Patient Blood Management (PBM)

Patient Blood Management ist ein klinisches, multidisziplinäres und patientenzentriertes Behandlungskonzept zur Reduktion und Vermeidung von Anämie und Blutverlust sowie zum rationalen Einsatz von Blutprodukten. Dies zielt darauf ab, die Sicherheit und den Heilungserfolg des Patienten zu verbessern. Im operativen Bereich werden bei längerfristig geplanten Operationen, die ohne gezielte Massnahmen regelmässig zu Bluttransfusionen führen, die folgenden 4 Behandlungsschwerpunkte gesetzt:

1. Eine präoperativ bestehende Anämie (Blutarmut) wird gesucht und behandelt

Evaluation und Behandlung der präoperativen Anämie

Bei Patienten, bei welchen eine Operation längerfristig geplant ist, die ohne gezielte Massnahmen regelmässig zu Bluttransfusionen führt, wir eine möglicherweise bestehende präoperative Anämie gemäss dem untenstehenden Schema abgeklärt und behandelt.

Bei sehr grossen Operationen, bei denen mit einem Blutverlust von mehr als 1'000 ml oder einem Hb-Abfall von über 30 g/L gerechnet wird, behandeln wir bereits einen vorbestehender Eisenmangel auch wenn dieser noch ohne manifeste Anämie einhergeht.

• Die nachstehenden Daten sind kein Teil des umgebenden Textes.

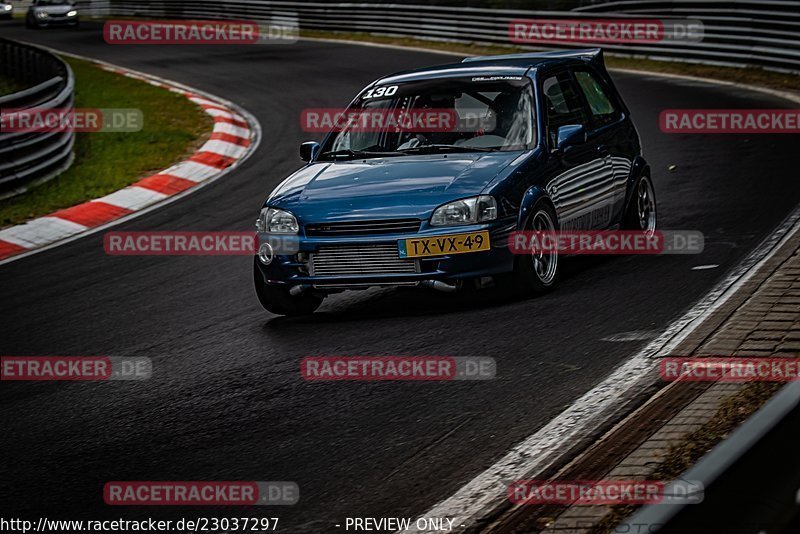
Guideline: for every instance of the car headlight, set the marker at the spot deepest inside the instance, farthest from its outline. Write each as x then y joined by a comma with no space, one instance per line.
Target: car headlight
277,221
466,211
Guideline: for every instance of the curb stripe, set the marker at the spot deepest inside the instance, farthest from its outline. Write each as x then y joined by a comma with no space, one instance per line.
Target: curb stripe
234,122
40,231
212,159
228,138
9,249
166,183
92,213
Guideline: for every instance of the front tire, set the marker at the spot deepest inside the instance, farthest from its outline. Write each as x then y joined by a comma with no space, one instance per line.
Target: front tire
641,212
278,300
538,272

Die Behandlung besteht aus der intravenösem Eisengabe (grüne Schiene im Schema).                                                                                                                                          PBM.png

2. Der intra- und postoperative Blutverlust wird minimiert

Minimierung des perioperativen Blutverlusts

  1. Akute normovolämische Hämodilution in ausgewählten Fällen
  2. Aufrechterhaltung der Normothermie
  3. Sorgfältige chirurgische Blutstillung
  4. Maschinelle Autotransfusion
  5. Vermeiden und sofortige Behandlung einer Koagulopathie. Dazu wird die Blutgerinnung engmaschig mittels ROTEM®, Multiplate® und gezielten Laborwerten überwacht und anhand eines Gerinnungsalgorithmus (LINK) mittels Antifibrinolytika, Gerinnungsfaktoren und Blutprodukten individuell und zielgerichtet korrigiert.
  6. Gezielt wird eine knappe Volämie und ein eher tiefer Blutdruck angestrebt
3. Die Anämie-Toleranz wird verbessert

Verbesserung der Anämie-Toleranz

  1. Restriktive Hb-Transfusionsschwellen werden patientenadaptiert angewendet. Dazu dient ein Transfusions-Algorithmus (LINK).
  2. Hohe FiO2 von 80 – 100% werden angewendet um die Oxygenierung und die O2 Abgabe an die Gewebe zu verbessern.
  3. Situationen mit sehr hohem O2-Verbrauch werden vermieden.
4. Blutprodukte werden gezielt und zurückhaltend eingesetzt.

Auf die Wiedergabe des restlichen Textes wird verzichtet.